Joe Fruehwald’s Statistical Modelling with R Course is a fantastic quick starter on the basics of linear mixed effects models, and what their purpose is. You can quickly read/skim the early chapters on data wrangling and learn more about the statistics from meetings 5-8.
Statistics for Linguistics by Bodo Winter is a great book for quickly getting familiar with (generalized) mixed effects modelling, though it really skims over some foundational statistical concepts. It is probably the most comprehensive “quick start” and what I usually have students in my lab work through, given I can help them with the basics as needed. You may feel a bit unmoored doing analysis on your own if you only read this and still don’t know what a t-test is, or how ANOVAs work. It is available as an e-book through the library.
PsyTeachR’s Learning Statistical Models Through Simulation in R is a great walkthrough from the basic linear model into mixed-effects models, including generalized models.
R for Prediction and Machine Learning
Some of you have inquired about how these skills can be used in a “business” context. Many businesses use experiments (such as A/B testing websites) and surveys which require data cleaning/wrangling and statistical tests similar to what we have been working on. Businesses also frequently want to do predictive modeling, which uses similar methods as inferential statistical tests to predict future datapoints about all kinds of things! Here is a case study using hotel bookings that is demonstrated using the {tidymodels} suite of tools. {tidymodels} helps with running many models and comparing their output.
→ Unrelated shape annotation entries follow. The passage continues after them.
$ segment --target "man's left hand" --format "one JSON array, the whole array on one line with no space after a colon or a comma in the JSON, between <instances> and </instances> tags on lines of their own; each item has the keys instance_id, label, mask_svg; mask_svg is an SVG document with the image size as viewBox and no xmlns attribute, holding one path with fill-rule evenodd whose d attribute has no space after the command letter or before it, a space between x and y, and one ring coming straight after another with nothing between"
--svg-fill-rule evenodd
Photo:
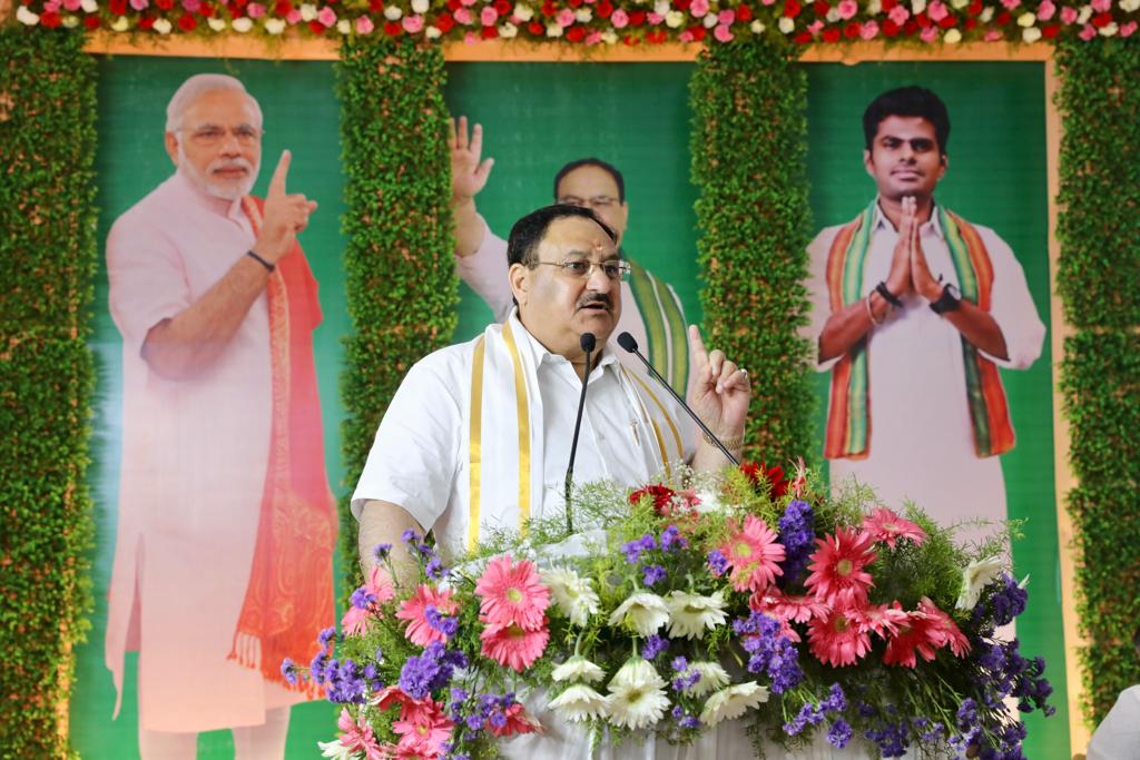
<instances>
[{"instance_id":1,"label":"man's left hand","mask_svg":"<svg viewBox=\"0 0 1140 760\"><path fill-rule=\"evenodd\" d=\"M751 397L748 371L730 361L724 351L709 352L695 325L689 326L689 351L697 375L689 391L689 406L717 438L740 439Z\"/></svg>"}]
</instances>

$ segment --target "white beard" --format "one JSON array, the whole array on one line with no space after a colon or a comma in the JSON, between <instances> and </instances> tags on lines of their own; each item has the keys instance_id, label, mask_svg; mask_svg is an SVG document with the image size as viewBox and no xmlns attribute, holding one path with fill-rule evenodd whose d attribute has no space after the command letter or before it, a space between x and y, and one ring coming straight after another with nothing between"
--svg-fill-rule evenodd
<instances>
[{"instance_id":1,"label":"white beard","mask_svg":"<svg viewBox=\"0 0 1140 760\"><path fill-rule=\"evenodd\" d=\"M242 166L249 170L245 180L241 185L233 185L230 182L217 182L210 179L210 173L214 169L221 166ZM261 163L251 164L245 158L233 158L225 160L219 158L206 166L206 173L202 174L197 166L195 166L187 157L186 153L182 150L182 144L178 144L178 169L184 172L195 186L206 195L212 195L215 198L221 198L223 201L237 201L250 194L253 189L253 183L258 181L258 172L261 169Z\"/></svg>"}]
</instances>

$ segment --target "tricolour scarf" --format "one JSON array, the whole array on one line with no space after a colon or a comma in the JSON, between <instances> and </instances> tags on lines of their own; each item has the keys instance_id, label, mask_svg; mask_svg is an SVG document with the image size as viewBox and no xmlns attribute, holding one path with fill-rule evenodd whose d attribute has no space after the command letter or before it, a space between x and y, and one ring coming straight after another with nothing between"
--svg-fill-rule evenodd
<instances>
[{"instance_id":1,"label":"tricolour scarf","mask_svg":"<svg viewBox=\"0 0 1140 760\"><path fill-rule=\"evenodd\" d=\"M256 235L264 202L245 197L242 207ZM308 662L318 649L315 632L334 620L337 520L325 474L312 357L312 330L321 314L317 280L300 244L270 272L266 297L272 366L269 463L250 582L229 656L286 688L312 690L290 685L280 670L285 657Z\"/></svg>"},{"instance_id":2,"label":"tricolour scarf","mask_svg":"<svg viewBox=\"0 0 1140 760\"><path fill-rule=\"evenodd\" d=\"M863 268L874 232L876 204L844 226L828 254L828 293L831 311L866 296ZM935 206L958 275L962 299L990 311L993 265L978 231L964 219ZM1013 447L1013 426L997 366L962 337L967 404L979 457L1004 453ZM864 459L871 451L868 343L858 341L831 370L831 398L824 456L829 459Z\"/></svg>"}]
</instances>

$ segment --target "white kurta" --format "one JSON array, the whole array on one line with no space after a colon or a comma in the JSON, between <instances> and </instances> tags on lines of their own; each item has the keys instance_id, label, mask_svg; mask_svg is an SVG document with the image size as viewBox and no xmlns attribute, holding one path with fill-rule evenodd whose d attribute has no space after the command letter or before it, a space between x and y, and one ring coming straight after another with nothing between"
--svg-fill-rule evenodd
<instances>
[{"instance_id":1,"label":"white kurta","mask_svg":"<svg viewBox=\"0 0 1140 760\"><path fill-rule=\"evenodd\" d=\"M105 651L121 700L124 652L139 649L146 730L260 725L266 710L304 698L226 660L269 457L264 293L202 375L169 379L141 358L147 332L198 301L253 239L239 202L205 196L177 173L107 238L111 314L123 336L123 458Z\"/></svg>"},{"instance_id":2,"label":"white kurta","mask_svg":"<svg viewBox=\"0 0 1140 760\"><path fill-rule=\"evenodd\" d=\"M513 308L511 284L506 276L506 240L491 232L484 222L483 242L470 256L456 256L455 267L463 281L487 302L487 305L495 313L495 319L498 321L506 319ZM673 287L668 287L670 295L676 299L677 294ZM668 330L668 325L665 327ZM645 320L642 318L641 311L637 310L637 300L634 297L628 279L621 281L621 317L610 335L610 346L619 361L640 370L641 360L618 346L617 340L621 333L633 335L641 352L649 356ZM690 357L690 366L692 366L692 357ZM692 373L690 373L690 381L692 379Z\"/></svg>"},{"instance_id":3,"label":"white kurta","mask_svg":"<svg viewBox=\"0 0 1140 760\"><path fill-rule=\"evenodd\" d=\"M863 269L864 292L890 271L898 232L877 210ZM999 367L1025 369L1041 356L1045 326L1037 317L1025 272L1009 246L987 227L975 226L993 263L991 316L1001 328L1008 360L980 352ZM829 227L808 246L812 300L805 335L812 346L831 316L826 286L828 253L840 227ZM958 285L958 276L937 214L920 228L922 252L934 277ZM855 477L897 508L912 500L937 522L1005 520L1005 483L997 457L975 453L966 395L961 333L934 313L917 294L904 309L872 328L868 340L870 455L832 459L831 482ZM816 363L828 371L838 357Z\"/></svg>"}]
</instances>

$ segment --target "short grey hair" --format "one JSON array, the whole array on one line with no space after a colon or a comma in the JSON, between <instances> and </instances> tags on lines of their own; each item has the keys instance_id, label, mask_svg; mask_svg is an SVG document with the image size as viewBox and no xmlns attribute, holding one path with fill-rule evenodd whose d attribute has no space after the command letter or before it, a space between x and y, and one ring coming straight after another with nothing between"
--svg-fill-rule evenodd
<instances>
[{"instance_id":1,"label":"short grey hair","mask_svg":"<svg viewBox=\"0 0 1140 760\"><path fill-rule=\"evenodd\" d=\"M258 99L254 98L242 84L241 80L229 76L227 74L195 74L190 79L182 82L182 85L178 88L174 92L174 97L170 99L166 105L166 131L177 132L182 128L182 115L186 109L190 107L199 96L210 92L211 90L236 90L250 99L250 104L253 106L254 113L258 115L258 123L254 126L259 128L262 123L261 106L258 105Z\"/></svg>"}]
</instances>

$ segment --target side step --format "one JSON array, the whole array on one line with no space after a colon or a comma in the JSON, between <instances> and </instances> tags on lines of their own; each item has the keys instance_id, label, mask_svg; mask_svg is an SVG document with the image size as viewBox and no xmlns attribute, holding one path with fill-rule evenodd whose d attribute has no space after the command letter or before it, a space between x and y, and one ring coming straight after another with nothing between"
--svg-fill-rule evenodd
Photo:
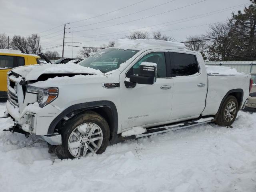
<instances>
[{"instance_id":1,"label":"side step","mask_svg":"<svg viewBox=\"0 0 256 192\"><path fill-rule=\"evenodd\" d=\"M210 117L208 118L202 118L194 121L190 121L182 123L178 123L170 125L157 127L156 128L150 128L147 129L146 132L140 135L135 135L135 138L149 136L159 133L165 133L168 131L174 131L179 129L187 128L196 125L210 123L214 120L214 118Z\"/></svg>"}]
</instances>

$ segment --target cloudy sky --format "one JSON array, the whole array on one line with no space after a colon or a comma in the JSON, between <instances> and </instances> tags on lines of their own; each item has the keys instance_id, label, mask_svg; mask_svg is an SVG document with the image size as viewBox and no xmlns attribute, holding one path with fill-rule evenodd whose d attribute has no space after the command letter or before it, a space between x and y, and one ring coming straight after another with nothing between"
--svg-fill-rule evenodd
<instances>
[{"instance_id":1,"label":"cloudy sky","mask_svg":"<svg viewBox=\"0 0 256 192\"><path fill-rule=\"evenodd\" d=\"M98 47L142 30L160 31L182 42L204 34L210 24L222 22L247 6L249 0L0 0L0 33L10 37L38 33L43 51L62 52L65 44ZM71 32L73 32L71 33ZM73 47L75 57L80 48ZM72 56L65 46L64 56Z\"/></svg>"}]
</instances>

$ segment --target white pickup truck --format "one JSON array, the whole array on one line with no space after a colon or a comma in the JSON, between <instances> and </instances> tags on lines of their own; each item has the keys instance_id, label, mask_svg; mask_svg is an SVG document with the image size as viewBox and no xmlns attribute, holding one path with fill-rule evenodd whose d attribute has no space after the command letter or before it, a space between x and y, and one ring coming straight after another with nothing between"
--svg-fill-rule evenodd
<instances>
[{"instance_id":1,"label":"white pickup truck","mask_svg":"<svg viewBox=\"0 0 256 192\"><path fill-rule=\"evenodd\" d=\"M252 84L208 73L183 44L153 40L118 40L79 64L17 68L8 80L6 116L15 123L5 130L40 136L61 159L202 123L230 126Z\"/></svg>"}]
</instances>

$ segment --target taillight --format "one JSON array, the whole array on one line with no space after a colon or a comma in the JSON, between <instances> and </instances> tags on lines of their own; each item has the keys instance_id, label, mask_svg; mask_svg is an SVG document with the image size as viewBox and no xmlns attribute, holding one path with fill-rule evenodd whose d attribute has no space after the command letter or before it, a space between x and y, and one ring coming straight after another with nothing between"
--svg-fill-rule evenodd
<instances>
[{"instance_id":1,"label":"taillight","mask_svg":"<svg viewBox=\"0 0 256 192\"><path fill-rule=\"evenodd\" d=\"M250 87L249 88L249 93L250 93L252 88L252 79L250 79Z\"/></svg>"}]
</instances>

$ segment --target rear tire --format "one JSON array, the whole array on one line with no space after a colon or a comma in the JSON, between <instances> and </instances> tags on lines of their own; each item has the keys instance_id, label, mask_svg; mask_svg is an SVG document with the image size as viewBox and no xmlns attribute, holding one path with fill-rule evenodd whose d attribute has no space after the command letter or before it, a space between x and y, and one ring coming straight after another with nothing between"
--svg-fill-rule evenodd
<instances>
[{"instance_id":1,"label":"rear tire","mask_svg":"<svg viewBox=\"0 0 256 192\"><path fill-rule=\"evenodd\" d=\"M110 134L106 120L92 111L68 120L61 132L62 144L55 148L61 159L85 157L90 152L102 154L108 145Z\"/></svg>"},{"instance_id":2,"label":"rear tire","mask_svg":"<svg viewBox=\"0 0 256 192\"><path fill-rule=\"evenodd\" d=\"M238 111L236 98L232 95L228 96L222 104L215 123L221 126L230 126L235 121Z\"/></svg>"}]
</instances>

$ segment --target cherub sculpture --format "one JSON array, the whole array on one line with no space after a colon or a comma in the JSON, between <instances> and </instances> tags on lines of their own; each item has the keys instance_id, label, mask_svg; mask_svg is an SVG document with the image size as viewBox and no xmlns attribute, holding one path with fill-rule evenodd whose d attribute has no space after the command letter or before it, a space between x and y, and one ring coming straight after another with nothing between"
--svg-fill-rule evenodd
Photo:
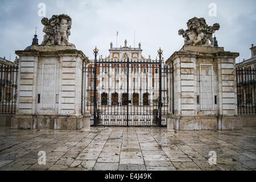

Any direction you go with data, you will use the foundational principles of data wrangling and report generation that we have discussed in class. What goes in the middle of that sandwich is very domain specific and requires an understanding of the field itself (e.g., the hotel business, or psycholinguistics), the statistical tools relevant for that field, and the most useful technical tools to execute those analyses.
Older episodes (go back to the beginning) of the Not So Standard Deviations podcast have some interesting discussions about data analysis and data science in the context of both academia (primarily from Roger Peng) and business (primarily from Hilary Parker).
There are also a lot of RStudio::conf/Posit::conf talks about different business/industry topics that you can find on YouTube or the Posit website.